Minusstunden am Ende einer Gleitzeitperiode

Bestehen am Ende einer Gleitzeitspanne Fehlstunden, kann der Arbeitgeber grundsätzlich einen Lohnabzug vornehmen. Es gilt der Grundsatz «ohne Arbeit kein Lohn».

Einige Gerichte unterstellen jedoch allzu rasch, der Arbeitgeber habe seinen Anspruch zur Lohnkürzung verwirkt, wenn er den vollen Lohn ohne Vorbehalt auszahlt, obwohl die Sollarbeitszeit am Ende der Gleitzeitspanne erheblich unterschritten wurde. Der Arbeitgeber sollte daher jeweils die Arbeitszeiterfassung kontrollieren und entweder sofort einen Rückbehalt eines Teiles des Lohnes vornehmen oder zumindest einen entsprechenden Vorbehalt auf der Lohnabrechnung anbringen. Der Arbeitnehmende ist dann dazu angehalten, seine Minusstunden durch Mehrarbeit in der nächsten Abrechnungsperiode auszugleichen. Unverschuldet fehlende Arbeitszeit muss nicht ausgeglichen werden.
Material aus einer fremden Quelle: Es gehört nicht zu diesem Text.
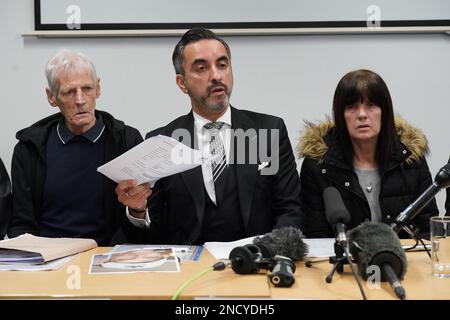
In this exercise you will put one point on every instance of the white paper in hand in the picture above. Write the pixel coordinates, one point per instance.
(154, 158)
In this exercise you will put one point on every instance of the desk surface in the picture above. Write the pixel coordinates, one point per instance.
(418, 283)
(62, 283)
(310, 282)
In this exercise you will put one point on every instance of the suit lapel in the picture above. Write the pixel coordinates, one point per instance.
(193, 179)
(245, 173)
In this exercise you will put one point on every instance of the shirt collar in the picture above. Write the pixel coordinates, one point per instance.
(201, 121)
(93, 134)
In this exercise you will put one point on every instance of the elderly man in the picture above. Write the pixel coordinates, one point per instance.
(57, 190)
(243, 191)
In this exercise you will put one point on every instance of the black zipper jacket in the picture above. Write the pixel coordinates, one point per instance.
(405, 178)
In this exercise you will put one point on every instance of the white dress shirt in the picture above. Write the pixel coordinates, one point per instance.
(203, 136)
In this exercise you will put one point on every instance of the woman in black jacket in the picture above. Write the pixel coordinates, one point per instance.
(5, 200)
(375, 161)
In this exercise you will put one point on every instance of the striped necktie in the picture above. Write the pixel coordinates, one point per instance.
(218, 159)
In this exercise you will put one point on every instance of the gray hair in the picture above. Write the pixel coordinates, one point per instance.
(66, 60)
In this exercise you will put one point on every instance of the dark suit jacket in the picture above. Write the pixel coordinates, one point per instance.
(5, 200)
(447, 201)
(177, 204)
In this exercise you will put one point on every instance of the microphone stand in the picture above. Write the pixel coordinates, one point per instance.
(341, 258)
(338, 261)
(415, 236)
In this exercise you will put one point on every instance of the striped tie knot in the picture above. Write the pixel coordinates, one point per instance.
(214, 125)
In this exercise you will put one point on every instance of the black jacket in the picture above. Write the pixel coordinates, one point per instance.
(177, 203)
(28, 174)
(405, 178)
(5, 200)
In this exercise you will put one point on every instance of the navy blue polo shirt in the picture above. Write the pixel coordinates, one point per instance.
(73, 195)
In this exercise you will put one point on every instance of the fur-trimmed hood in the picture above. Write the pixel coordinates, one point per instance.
(312, 144)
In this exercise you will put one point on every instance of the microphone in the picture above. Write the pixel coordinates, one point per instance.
(376, 244)
(442, 180)
(336, 212)
(284, 245)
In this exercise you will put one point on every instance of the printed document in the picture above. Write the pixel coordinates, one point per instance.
(155, 158)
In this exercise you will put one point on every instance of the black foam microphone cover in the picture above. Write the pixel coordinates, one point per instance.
(442, 178)
(376, 244)
(286, 241)
(335, 209)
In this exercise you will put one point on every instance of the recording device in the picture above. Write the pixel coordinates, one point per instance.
(275, 251)
(336, 213)
(251, 258)
(441, 181)
(286, 241)
(376, 244)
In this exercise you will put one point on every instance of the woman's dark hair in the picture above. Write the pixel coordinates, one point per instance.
(358, 86)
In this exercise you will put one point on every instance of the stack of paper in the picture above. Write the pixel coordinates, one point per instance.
(30, 250)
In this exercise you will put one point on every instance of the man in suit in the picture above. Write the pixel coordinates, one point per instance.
(250, 185)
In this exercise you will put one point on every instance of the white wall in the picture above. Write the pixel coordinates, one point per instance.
(290, 76)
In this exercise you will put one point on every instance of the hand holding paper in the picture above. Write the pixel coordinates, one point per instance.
(151, 160)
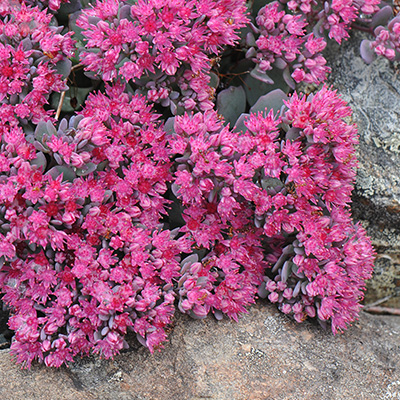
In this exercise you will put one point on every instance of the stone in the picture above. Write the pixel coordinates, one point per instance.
(373, 92)
(265, 356)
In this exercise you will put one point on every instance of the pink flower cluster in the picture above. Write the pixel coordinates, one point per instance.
(285, 189)
(282, 43)
(112, 218)
(387, 40)
(170, 41)
(87, 259)
(52, 5)
(334, 17)
(31, 52)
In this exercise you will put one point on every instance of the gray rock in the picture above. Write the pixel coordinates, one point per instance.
(265, 356)
(373, 92)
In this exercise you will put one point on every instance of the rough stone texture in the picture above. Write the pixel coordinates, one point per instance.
(373, 92)
(265, 356)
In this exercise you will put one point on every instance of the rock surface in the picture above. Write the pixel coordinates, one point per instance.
(265, 356)
(373, 92)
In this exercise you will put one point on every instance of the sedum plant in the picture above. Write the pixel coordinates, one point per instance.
(159, 157)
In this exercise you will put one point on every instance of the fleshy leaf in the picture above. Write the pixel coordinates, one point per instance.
(240, 126)
(231, 103)
(367, 54)
(63, 67)
(272, 100)
(261, 76)
(68, 173)
(86, 169)
(40, 160)
(382, 17)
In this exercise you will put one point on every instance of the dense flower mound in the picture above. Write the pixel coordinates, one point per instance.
(281, 41)
(112, 219)
(170, 40)
(285, 188)
(87, 258)
(33, 60)
(334, 16)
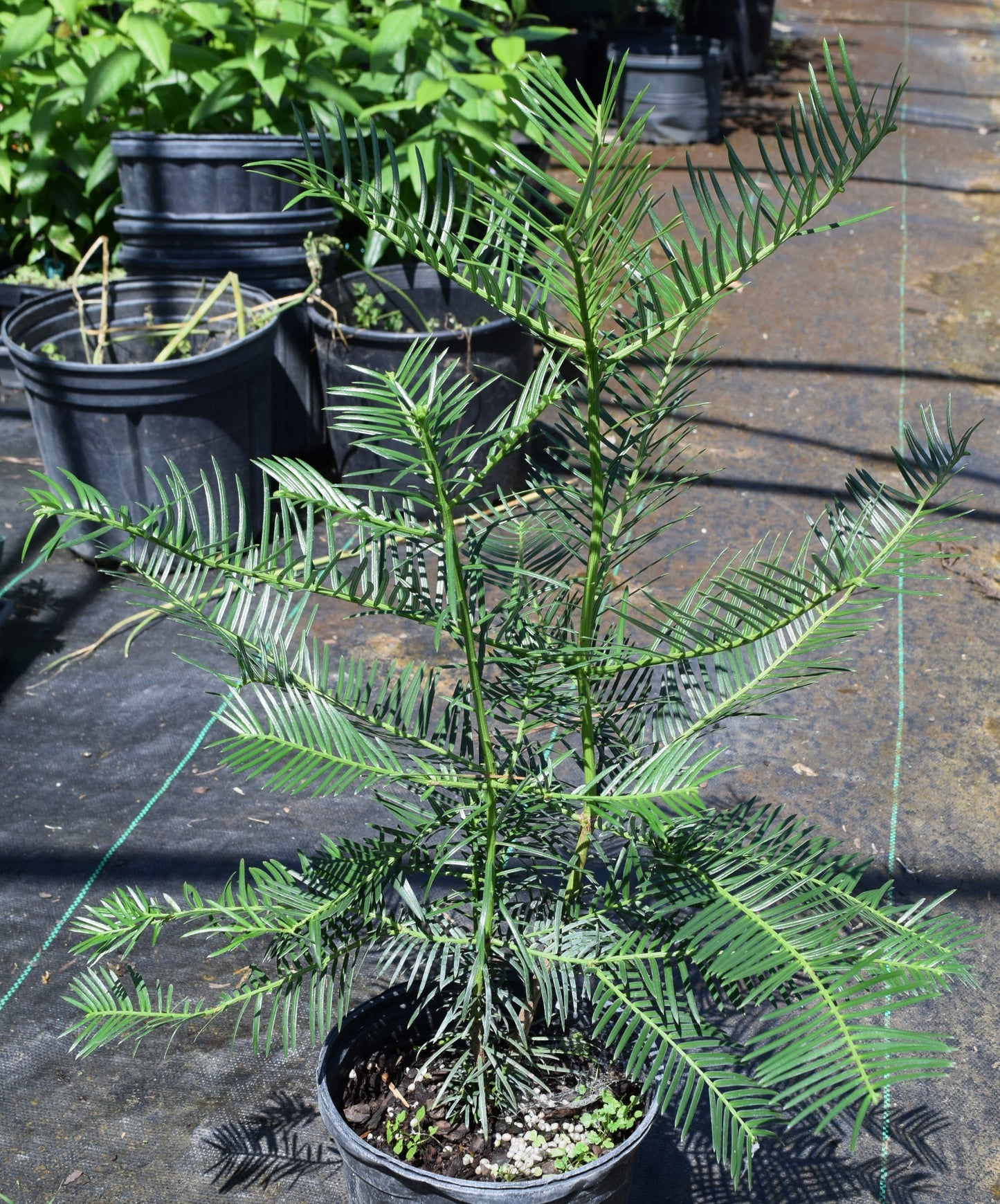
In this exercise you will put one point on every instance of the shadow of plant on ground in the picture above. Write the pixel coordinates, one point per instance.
(280, 1144)
(801, 1168)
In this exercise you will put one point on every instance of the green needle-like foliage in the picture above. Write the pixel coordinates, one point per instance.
(544, 855)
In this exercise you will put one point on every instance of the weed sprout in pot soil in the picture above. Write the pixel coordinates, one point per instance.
(110, 423)
(544, 877)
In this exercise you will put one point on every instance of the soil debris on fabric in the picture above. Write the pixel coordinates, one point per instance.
(392, 1102)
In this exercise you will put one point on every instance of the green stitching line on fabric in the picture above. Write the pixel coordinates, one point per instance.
(22, 574)
(883, 1171)
(82, 893)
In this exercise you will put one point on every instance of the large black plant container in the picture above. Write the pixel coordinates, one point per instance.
(190, 208)
(682, 82)
(497, 351)
(109, 423)
(11, 296)
(374, 1176)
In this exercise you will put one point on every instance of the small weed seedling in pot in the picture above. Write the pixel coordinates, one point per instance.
(544, 872)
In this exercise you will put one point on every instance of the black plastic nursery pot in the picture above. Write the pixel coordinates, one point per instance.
(374, 1176)
(682, 82)
(744, 27)
(203, 174)
(109, 423)
(497, 351)
(190, 208)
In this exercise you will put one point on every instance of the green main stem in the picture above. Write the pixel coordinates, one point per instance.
(484, 891)
(592, 583)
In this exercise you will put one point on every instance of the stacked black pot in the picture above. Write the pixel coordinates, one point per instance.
(190, 208)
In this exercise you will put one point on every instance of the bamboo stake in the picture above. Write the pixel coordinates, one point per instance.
(74, 282)
(229, 281)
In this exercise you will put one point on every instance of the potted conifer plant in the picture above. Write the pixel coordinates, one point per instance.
(577, 940)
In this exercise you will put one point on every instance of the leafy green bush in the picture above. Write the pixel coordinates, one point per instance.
(440, 77)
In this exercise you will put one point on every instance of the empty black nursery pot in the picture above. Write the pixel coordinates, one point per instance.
(190, 208)
(497, 349)
(682, 77)
(109, 423)
(372, 1176)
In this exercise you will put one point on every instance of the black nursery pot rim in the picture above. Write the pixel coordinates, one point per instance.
(165, 146)
(26, 312)
(452, 1189)
(393, 338)
(679, 53)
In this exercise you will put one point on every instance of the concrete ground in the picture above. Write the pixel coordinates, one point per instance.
(819, 356)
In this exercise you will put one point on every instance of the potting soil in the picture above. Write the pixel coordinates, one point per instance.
(822, 354)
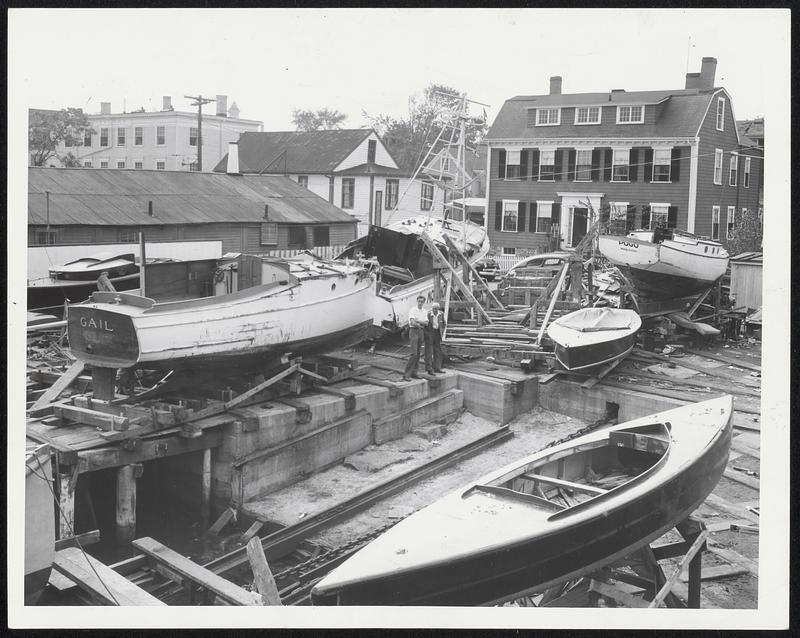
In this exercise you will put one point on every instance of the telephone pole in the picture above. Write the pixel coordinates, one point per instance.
(199, 100)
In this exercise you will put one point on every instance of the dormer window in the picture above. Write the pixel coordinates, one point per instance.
(630, 114)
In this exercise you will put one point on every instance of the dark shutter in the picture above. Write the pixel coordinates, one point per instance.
(571, 159)
(558, 161)
(532, 217)
(535, 164)
(607, 162)
(648, 165)
(675, 169)
(672, 216)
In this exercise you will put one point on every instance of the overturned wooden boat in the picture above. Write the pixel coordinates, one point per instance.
(311, 305)
(666, 264)
(593, 336)
(548, 518)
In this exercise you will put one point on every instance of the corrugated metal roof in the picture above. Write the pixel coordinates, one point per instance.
(305, 152)
(92, 196)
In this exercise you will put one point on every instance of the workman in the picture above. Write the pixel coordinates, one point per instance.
(434, 329)
(417, 320)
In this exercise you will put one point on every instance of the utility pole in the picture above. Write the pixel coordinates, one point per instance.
(199, 100)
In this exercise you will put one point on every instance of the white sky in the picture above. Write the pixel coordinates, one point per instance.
(271, 61)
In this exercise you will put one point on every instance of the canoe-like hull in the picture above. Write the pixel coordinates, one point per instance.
(431, 559)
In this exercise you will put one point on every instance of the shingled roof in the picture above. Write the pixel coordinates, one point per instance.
(305, 152)
(100, 197)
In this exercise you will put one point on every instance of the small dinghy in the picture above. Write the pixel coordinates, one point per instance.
(593, 336)
(553, 516)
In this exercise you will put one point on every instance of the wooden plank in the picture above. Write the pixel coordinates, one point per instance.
(198, 574)
(99, 580)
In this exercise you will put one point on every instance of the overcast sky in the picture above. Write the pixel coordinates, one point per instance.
(272, 61)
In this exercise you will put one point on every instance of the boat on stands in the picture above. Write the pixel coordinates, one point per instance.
(556, 515)
(310, 305)
(591, 337)
(666, 264)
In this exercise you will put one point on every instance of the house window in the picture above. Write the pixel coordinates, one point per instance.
(297, 236)
(392, 193)
(718, 166)
(269, 234)
(425, 196)
(715, 222)
(583, 165)
(510, 216)
(630, 114)
(662, 162)
(322, 236)
(720, 113)
(512, 164)
(547, 165)
(348, 192)
(620, 164)
(733, 169)
(544, 217)
(548, 117)
(587, 115)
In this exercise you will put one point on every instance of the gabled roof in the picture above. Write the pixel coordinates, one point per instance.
(100, 197)
(295, 152)
(681, 113)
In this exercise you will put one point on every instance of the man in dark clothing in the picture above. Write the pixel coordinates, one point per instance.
(433, 339)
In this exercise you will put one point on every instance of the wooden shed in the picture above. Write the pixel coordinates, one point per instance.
(746, 279)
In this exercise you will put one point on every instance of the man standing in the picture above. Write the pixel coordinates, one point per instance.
(434, 328)
(417, 320)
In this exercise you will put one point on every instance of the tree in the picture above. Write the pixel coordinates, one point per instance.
(319, 120)
(47, 130)
(409, 138)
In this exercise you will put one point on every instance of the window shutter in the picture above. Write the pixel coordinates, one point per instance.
(675, 168)
(532, 217)
(558, 164)
(535, 164)
(672, 217)
(648, 165)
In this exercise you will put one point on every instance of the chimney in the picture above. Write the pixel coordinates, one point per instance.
(233, 159)
(222, 105)
(708, 69)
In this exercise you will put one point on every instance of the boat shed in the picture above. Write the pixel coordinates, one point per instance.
(248, 213)
(746, 279)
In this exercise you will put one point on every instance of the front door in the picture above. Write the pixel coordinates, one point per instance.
(378, 208)
(580, 218)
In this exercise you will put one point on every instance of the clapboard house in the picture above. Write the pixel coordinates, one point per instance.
(259, 214)
(641, 159)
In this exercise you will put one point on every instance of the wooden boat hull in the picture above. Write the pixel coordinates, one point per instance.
(582, 539)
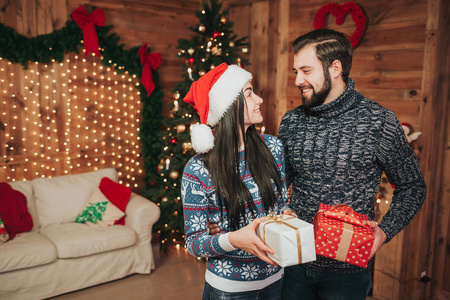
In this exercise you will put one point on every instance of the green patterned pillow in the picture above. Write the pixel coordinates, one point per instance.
(99, 211)
(93, 213)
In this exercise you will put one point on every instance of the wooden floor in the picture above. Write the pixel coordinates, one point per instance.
(178, 275)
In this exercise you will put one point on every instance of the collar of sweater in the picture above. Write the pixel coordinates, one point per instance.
(341, 104)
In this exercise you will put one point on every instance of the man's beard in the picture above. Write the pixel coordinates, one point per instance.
(318, 98)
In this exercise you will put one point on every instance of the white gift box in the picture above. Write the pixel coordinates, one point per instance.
(290, 238)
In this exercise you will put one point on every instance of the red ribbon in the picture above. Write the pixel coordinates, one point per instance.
(86, 23)
(149, 61)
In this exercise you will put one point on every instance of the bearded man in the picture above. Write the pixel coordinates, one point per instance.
(337, 144)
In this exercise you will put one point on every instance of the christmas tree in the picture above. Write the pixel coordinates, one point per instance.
(212, 43)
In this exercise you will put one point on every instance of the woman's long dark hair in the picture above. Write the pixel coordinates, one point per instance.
(223, 164)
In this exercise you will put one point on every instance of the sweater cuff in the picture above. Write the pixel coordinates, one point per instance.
(225, 243)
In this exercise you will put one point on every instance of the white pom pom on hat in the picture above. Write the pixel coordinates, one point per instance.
(211, 96)
(202, 138)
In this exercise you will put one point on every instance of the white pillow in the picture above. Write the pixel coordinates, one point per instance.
(99, 211)
(60, 199)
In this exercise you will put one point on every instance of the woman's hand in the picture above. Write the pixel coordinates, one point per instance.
(380, 238)
(247, 240)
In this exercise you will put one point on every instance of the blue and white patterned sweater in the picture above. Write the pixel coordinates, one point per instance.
(228, 269)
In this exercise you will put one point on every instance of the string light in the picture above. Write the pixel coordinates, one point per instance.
(74, 116)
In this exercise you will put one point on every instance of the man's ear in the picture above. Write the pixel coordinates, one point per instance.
(335, 69)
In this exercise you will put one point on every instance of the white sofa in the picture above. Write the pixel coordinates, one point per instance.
(59, 255)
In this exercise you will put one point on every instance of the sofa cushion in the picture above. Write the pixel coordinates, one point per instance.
(118, 194)
(60, 199)
(74, 239)
(14, 211)
(28, 249)
(26, 188)
(99, 211)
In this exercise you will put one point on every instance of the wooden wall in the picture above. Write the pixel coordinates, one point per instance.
(401, 63)
(35, 149)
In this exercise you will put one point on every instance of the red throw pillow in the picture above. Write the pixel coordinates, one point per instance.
(118, 194)
(14, 211)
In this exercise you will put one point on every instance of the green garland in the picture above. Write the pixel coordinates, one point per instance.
(44, 48)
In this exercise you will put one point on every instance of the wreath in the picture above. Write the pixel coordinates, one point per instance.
(339, 11)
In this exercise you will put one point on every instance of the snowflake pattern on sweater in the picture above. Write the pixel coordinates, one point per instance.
(200, 204)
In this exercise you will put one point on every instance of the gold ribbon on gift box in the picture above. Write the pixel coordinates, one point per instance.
(274, 218)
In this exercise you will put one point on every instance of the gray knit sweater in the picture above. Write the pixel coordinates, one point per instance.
(336, 153)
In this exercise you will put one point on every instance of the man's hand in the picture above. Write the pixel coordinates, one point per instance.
(213, 228)
(380, 238)
(247, 240)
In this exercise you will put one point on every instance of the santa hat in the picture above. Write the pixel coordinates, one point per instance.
(211, 96)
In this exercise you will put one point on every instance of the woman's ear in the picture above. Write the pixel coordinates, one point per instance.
(335, 69)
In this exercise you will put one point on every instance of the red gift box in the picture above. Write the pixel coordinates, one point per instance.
(342, 234)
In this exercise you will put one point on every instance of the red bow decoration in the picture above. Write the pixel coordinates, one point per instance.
(149, 61)
(86, 23)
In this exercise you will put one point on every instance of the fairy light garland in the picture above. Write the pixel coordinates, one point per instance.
(101, 126)
(65, 116)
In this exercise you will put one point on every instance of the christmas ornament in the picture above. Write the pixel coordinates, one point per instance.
(149, 61)
(339, 11)
(181, 128)
(86, 22)
(216, 51)
(173, 174)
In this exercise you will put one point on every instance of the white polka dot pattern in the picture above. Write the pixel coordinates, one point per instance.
(342, 234)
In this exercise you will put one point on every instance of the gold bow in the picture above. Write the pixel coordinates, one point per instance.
(279, 219)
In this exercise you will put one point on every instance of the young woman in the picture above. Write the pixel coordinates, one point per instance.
(236, 178)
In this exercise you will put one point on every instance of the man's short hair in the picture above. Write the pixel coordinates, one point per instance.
(330, 45)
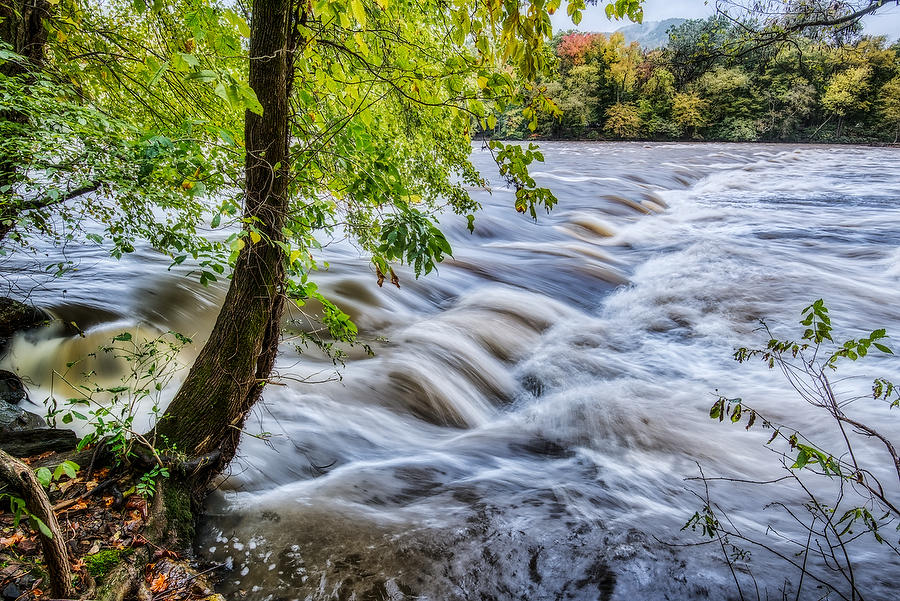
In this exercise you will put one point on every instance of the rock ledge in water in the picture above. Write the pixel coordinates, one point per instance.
(34, 441)
(16, 316)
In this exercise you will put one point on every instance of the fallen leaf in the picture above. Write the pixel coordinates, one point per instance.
(159, 584)
(12, 540)
(27, 545)
(30, 460)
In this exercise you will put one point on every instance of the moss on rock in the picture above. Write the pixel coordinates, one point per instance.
(178, 511)
(99, 564)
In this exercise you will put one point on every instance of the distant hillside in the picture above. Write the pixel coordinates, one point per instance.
(651, 34)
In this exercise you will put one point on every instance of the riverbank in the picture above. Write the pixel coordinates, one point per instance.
(88, 523)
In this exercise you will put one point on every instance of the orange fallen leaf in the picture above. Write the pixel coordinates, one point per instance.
(159, 584)
(12, 540)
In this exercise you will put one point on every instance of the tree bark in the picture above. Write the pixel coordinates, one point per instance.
(23, 480)
(228, 376)
(22, 27)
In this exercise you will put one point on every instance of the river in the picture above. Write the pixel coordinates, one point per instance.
(526, 425)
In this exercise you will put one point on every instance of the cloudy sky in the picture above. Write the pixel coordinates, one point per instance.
(886, 22)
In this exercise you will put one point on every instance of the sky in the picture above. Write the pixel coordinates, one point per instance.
(885, 22)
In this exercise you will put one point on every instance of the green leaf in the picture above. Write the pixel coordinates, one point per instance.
(43, 476)
(40, 525)
(802, 459)
(359, 11)
(882, 348)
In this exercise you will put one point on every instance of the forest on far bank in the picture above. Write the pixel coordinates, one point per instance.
(710, 83)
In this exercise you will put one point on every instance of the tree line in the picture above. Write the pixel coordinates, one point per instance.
(713, 82)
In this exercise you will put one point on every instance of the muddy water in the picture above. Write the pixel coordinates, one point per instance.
(526, 425)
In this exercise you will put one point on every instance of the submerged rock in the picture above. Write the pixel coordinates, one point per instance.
(23, 433)
(12, 389)
(25, 443)
(14, 419)
(16, 316)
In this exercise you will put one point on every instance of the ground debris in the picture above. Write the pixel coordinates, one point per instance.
(102, 526)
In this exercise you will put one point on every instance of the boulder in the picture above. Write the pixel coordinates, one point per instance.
(15, 316)
(27, 443)
(13, 419)
(12, 389)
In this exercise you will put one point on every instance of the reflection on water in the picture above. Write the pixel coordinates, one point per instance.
(524, 430)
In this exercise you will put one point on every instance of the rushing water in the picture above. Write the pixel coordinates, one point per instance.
(526, 425)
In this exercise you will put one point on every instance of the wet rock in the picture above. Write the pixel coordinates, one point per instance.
(26, 443)
(13, 419)
(16, 316)
(12, 389)
(11, 592)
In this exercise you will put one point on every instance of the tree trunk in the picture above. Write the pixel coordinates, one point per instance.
(25, 483)
(228, 376)
(22, 27)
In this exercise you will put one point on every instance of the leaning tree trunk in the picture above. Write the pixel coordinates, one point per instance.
(56, 557)
(22, 27)
(228, 376)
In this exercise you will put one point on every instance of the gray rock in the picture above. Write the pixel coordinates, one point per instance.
(25, 443)
(13, 418)
(11, 592)
(15, 316)
(12, 389)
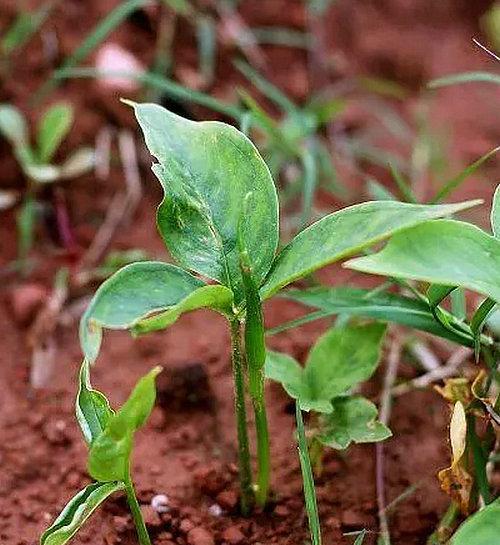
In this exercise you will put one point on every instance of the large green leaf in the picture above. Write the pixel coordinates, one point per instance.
(354, 419)
(77, 511)
(110, 451)
(340, 359)
(214, 296)
(129, 296)
(482, 528)
(206, 170)
(495, 213)
(346, 232)
(386, 307)
(441, 252)
(53, 128)
(92, 407)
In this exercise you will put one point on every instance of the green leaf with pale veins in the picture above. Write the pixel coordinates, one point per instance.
(77, 511)
(386, 307)
(347, 232)
(132, 294)
(482, 528)
(441, 252)
(340, 359)
(354, 419)
(206, 170)
(53, 128)
(110, 452)
(215, 296)
(92, 407)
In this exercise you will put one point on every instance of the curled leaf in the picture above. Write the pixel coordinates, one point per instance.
(77, 511)
(110, 451)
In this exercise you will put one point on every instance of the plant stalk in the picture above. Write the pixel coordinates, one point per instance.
(245, 469)
(263, 452)
(142, 533)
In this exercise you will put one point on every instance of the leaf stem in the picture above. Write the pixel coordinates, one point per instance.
(263, 452)
(245, 468)
(142, 533)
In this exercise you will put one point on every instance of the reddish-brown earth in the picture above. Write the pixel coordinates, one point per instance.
(187, 449)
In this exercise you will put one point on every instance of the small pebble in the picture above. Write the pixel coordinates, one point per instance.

Bei unverschuldeten Minusstunden ist der Arbeitgeber regelmässig nach Artikel 324a Obligationenrecht zur Lohnfortzahlung trotz fehlender Arbeitsleistung verpflichtet. Unverschuldet ausfallende Arbeitszeit ist daher auch bei Gleitzeitsystemen gutzuschreiben. Keine Rolle spielt in solchen Fällen, ob die Absenz in die Blockzeit oder in die normale Tagesarbeitszeit bzw. Rahmenzeit fällt. Für die Berechnung der Zeitgutschrift ist bei unverschuldeter Arbeitsverhinderung jeweils auf die vereinbarte durchschnittliche Arbeitszeit abzustellen.